When ground is symbolically broken Tuesday at Stillwater's Lowell Park for a new bridge over the St. Croix, it will signal the beginning of a promised transformation of communities on both sides of the scenic waterway.

It also will represent a laying to rest of decades-long controversy, lawsuits and political struggle that culminated 14 months ago when President Obama signed the bill authorizing construction of the $629 million project.

Preliminary work on the bridge began last year, and huge cranes borne on barges soon will begin work on the five sets of massive steel-reinforced piers that will support the four-lane span linking Minnesota and Wisconsin along Hwy. 36. In Oak Park Heights, the bridge's Minnesota jumping-off point, a four-year-long construction zone is taking shape.

Now that the bridge is a reality, U.S. Sen. Amy Klobuchar, D-Minn., said she hopes it will come to be seen as a symbol of unity, rather than divisiveness.

"This was supposed to be the bridge that couldn't be built," she said Monday. "I think a lot of people believed that we couldn't get this done."

The bridge binds the common economic and transit interests of two states, she said, and pulling together the complex and disparate local, county, state and federal interests — not to mention spanning the bipartisan divide in Congress — to reach this point of construction shows how urgently needed the project has been.

"People on both sides of the St. Croix deserve to have a bridge that works," she said. The Stillwater Lift Bridge — completed in 1931 and destined to become part of a hiking/biking trail once the new span is done — is outmoded for the amount of traffic it carries, costly and difficult to maintain, and dangerous, she added. "There are literally chunks falling out of it. We've already seen one bridge fall down in Minnesota. We don't need to see another fall as well."

Klobuchar's support for the bridge put her at odds with environmentalists, an important constituency. It also placed her on the opposite side of two important political allies and friends, U.S. Rep. Betty McCollum, D-Minn., and former Vice President Walter Mondale. She joined forces with U.S. Rep. Michele Bachmann, R-Minn., to get the bill through on the House side.

McCollum opposed the scope of the bridge — now in her congressional district after lines were redrawn — fearing the effects of increased traffic to communities along Hwy. 36. Mondale called the bridge an assault on 1968's Wild and Scenic Rivers Act, of which he was co-author when he was a U.S. senator. It governs the St. Croix and 202 other rivers nationwide, and Klobuchar's legislation creating the bridge exempted it from that law.

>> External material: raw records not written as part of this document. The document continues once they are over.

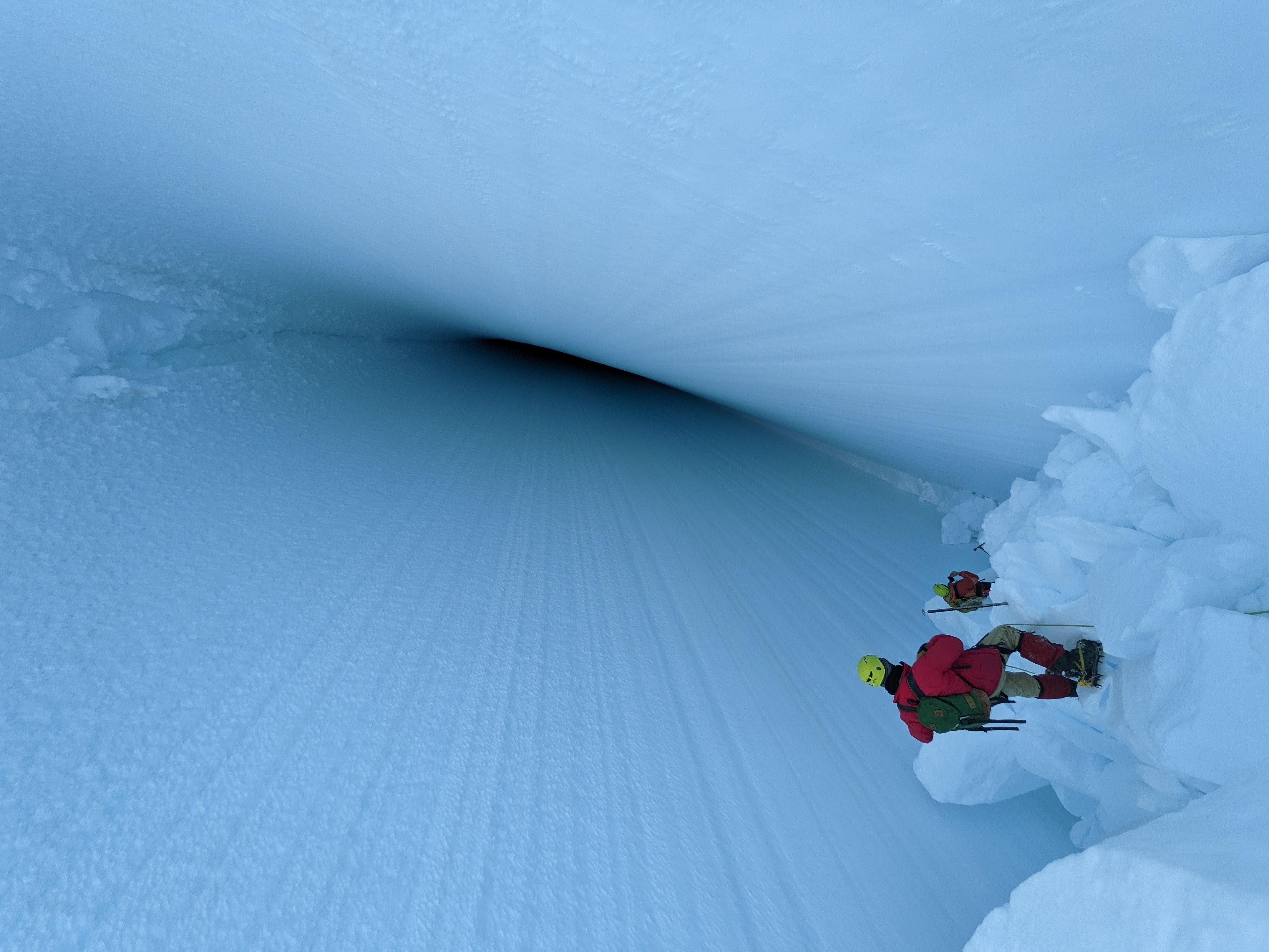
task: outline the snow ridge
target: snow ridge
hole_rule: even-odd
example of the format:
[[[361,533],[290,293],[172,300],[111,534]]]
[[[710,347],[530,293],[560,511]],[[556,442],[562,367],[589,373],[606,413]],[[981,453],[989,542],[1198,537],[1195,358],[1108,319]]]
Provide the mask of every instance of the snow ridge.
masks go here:
[[[924,746],[915,768],[930,793],[982,803],[1049,783],[1081,817],[1076,845],[1134,830],[1020,886],[980,928],[967,947],[976,952],[1057,948],[1070,933],[1046,910],[1061,906],[1063,890],[1101,896],[1093,900],[1093,915],[1107,920],[1094,930],[1099,944],[1076,948],[1207,948],[1216,934],[1256,937],[1232,943],[1253,948],[1269,933],[1269,878],[1209,875],[1259,869],[1265,842],[1233,833],[1264,831],[1247,791],[1263,788],[1255,778],[1266,751],[1244,702],[1269,680],[1269,616],[1251,614],[1269,607],[1264,239],[1155,239],[1133,258],[1136,293],[1176,306],[1150,372],[1121,402],[1044,413],[1067,433],[983,522],[999,575],[992,595],[1009,604],[990,618],[934,618],[966,641],[1000,623],[1068,646],[1093,636],[1108,658],[1100,689],[1019,699],[1028,724],[1018,734]],[[1249,261],[1256,267],[1230,274]],[[1217,790],[1218,801],[1200,800]],[[1244,812],[1231,817],[1216,802]],[[1187,852],[1187,840],[1198,847]],[[1154,885],[1126,890],[1129,878]],[[1190,919],[1194,902],[1181,895],[1216,896],[1211,909],[1240,918],[1194,944],[1216,913]]]

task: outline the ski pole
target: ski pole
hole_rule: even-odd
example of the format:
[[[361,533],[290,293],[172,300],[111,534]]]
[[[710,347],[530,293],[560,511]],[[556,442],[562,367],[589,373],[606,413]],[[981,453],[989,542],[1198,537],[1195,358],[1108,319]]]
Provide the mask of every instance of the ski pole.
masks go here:
[[[980,608],[995,608],[996,605],[1008,605],[1008,602],[987,602],[985,605],[973,605],[972,608],[923,608],[923,614],[938,614],[939,612],[977,612]]]
[[[1005,622],[1015,628],[1095,628],[1095,625],[1056,625],[1053,622]]]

"Our relationships are much bigger than one issue," Klobuchar said. She still is close to McCollum and Mondale, who escorted her down the Senate aisle when she was sworn in for her second term in January.

McCollum said that, now that the bridge is here, her focus is on moving forward. "While it is no secret that I opposed the size and cost of the new bridge, now that it is being built, my goal is to ensure taxpayers get the best, most cost-effective bridge possible," she said.

Klobuchar said the bridge design is environmentally sensitive despite its size, and will help curb pollution in Stillwater by eliminating gridlocked traffic. "The people in Stillwater will get their town back," she said.

She is also convinced that, given the enormous difficulty getting the exemption to the Wild and Scenic Rivers Act passed, it won't open the floodgates to other developments the law is intended to prevent.

The bill creating and funding the bridge reached a dramatic, now-or-never moment in the Senate, Klobuchar said. With time running out, and with Senate rules requiring unanimous consent for the bill, her door-to-door campaigning of her 99 colleagues came down to one last holdout: Republican Sen. Thomas Coburn of Oklahoma, a well-known budget hawk.

"What a lot of people don't know is that the vote all came down to one senator," Klobuchar said. "One person — literally one person — had the power to derail us."

Senate Majority Leader Harry Reid took the rare step of presiding over the Senate from Klobuchar during her turn to do so to allow her to go lobby Coburn. In a rare show of accord, Reid and Senate Minority Leader Mitch McConnell also used their influence as well, and the final vote was the needed 99-0.